As drill results from the creeks around Fairbanks began to pour in, Stines conceptually planned and accurately predicted costs of an operation that ultimately lasted until the 1960's.

In 1926, Stines was placed in charge of exploration for U. S. Smelting throughout Alaska, Canada, Mexico, and the western United States. Stines left the company in 1929, and, in 1932, opened consulting offices in San Francisco and in Vancouver, British Columbia. Subsequently he reopened a placer mine in the Caribou District of central British Columbia, Canada. In 1933, Stines joined with two well-known Alaska mining men, Ben Bromberg and Sam Godfrey, in a dredging operation in Idaho. In 1938, Stines was again affiliated with U. S. Smelting as the general manager of the Bol-Inca placer dredging operation in Bolivia.
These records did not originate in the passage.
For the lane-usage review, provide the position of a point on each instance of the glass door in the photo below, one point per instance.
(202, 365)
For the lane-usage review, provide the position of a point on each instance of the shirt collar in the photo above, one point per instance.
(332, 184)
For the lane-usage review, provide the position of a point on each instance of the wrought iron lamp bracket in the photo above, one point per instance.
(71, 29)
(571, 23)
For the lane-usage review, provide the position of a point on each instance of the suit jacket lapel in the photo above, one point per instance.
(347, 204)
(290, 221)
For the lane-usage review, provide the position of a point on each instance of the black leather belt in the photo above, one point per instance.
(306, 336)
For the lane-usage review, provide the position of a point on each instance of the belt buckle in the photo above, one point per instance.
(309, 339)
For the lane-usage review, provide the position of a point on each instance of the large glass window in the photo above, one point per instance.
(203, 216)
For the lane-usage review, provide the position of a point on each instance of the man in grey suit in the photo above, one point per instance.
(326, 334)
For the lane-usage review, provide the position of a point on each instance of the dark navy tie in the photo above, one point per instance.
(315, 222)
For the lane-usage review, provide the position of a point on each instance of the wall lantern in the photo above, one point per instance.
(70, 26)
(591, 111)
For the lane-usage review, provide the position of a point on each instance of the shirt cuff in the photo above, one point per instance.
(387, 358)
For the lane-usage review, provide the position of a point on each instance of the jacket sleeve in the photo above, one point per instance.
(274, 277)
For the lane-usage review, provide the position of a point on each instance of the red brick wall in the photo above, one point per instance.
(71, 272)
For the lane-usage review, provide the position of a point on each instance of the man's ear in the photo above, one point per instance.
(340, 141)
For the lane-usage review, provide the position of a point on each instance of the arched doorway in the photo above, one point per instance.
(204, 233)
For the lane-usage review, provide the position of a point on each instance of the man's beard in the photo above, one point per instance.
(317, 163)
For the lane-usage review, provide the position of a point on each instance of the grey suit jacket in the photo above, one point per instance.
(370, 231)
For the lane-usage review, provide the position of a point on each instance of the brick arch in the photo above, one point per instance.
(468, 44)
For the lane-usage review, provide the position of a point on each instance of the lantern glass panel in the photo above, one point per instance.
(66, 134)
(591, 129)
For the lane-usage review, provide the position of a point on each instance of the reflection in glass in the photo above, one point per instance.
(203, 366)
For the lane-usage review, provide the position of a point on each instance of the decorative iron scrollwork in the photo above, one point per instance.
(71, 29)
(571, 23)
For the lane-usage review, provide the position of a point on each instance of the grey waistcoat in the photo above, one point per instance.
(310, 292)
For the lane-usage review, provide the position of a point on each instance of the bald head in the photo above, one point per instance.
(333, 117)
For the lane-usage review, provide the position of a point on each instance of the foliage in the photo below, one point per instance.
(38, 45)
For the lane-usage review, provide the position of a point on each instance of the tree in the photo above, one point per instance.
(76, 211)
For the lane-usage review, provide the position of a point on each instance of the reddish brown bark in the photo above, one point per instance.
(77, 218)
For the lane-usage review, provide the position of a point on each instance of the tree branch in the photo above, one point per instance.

In 1939, Stines renewed Alaska operations, and from then until his death in 1955 had mining projects in Alaska. During the war years and until 1950, Stines held public positions or was a spokesman for business and professional groups in Alaska, especially in Fairbanks.

With Davidson and Hammon, his work revitalized Fairbanks and Nome, then in danger of becoming ghost towns. Older citizens of Fairbanks, Alaska remember Norm C. Stines with esteem.

Written by Charles C. Hawley, 2001

Selected Bibliography

Boswell, John C., 1979, History of Alaskan Operations of United Smelting, Refining, and Mining Company: University of Alaska Mineral Industry Research Laboratory Special Publication, 126 pages.

Cole, Dermot, 1999, Fairbanks - A Gold Rush Town That Beat the Odds: Epicenter Press, Inc., 224 pages.

Deyo, Margaret C., 1925, Waste Gold: A Story of the Second Coming of a Camp: Fairbanks Daily News-Miner, December 24, 1925 edition (also republished in Boswell above).

Green, Lewis, 1977, Nome River Water Control Structures: U. S. Bureau of Land Management, Alaska Open File Report 62, 45 pages.

Spence, Clark C., 1996, The Northern Gold Fleet: Urbana / Chicago, University of Illinois Press, 302 pages.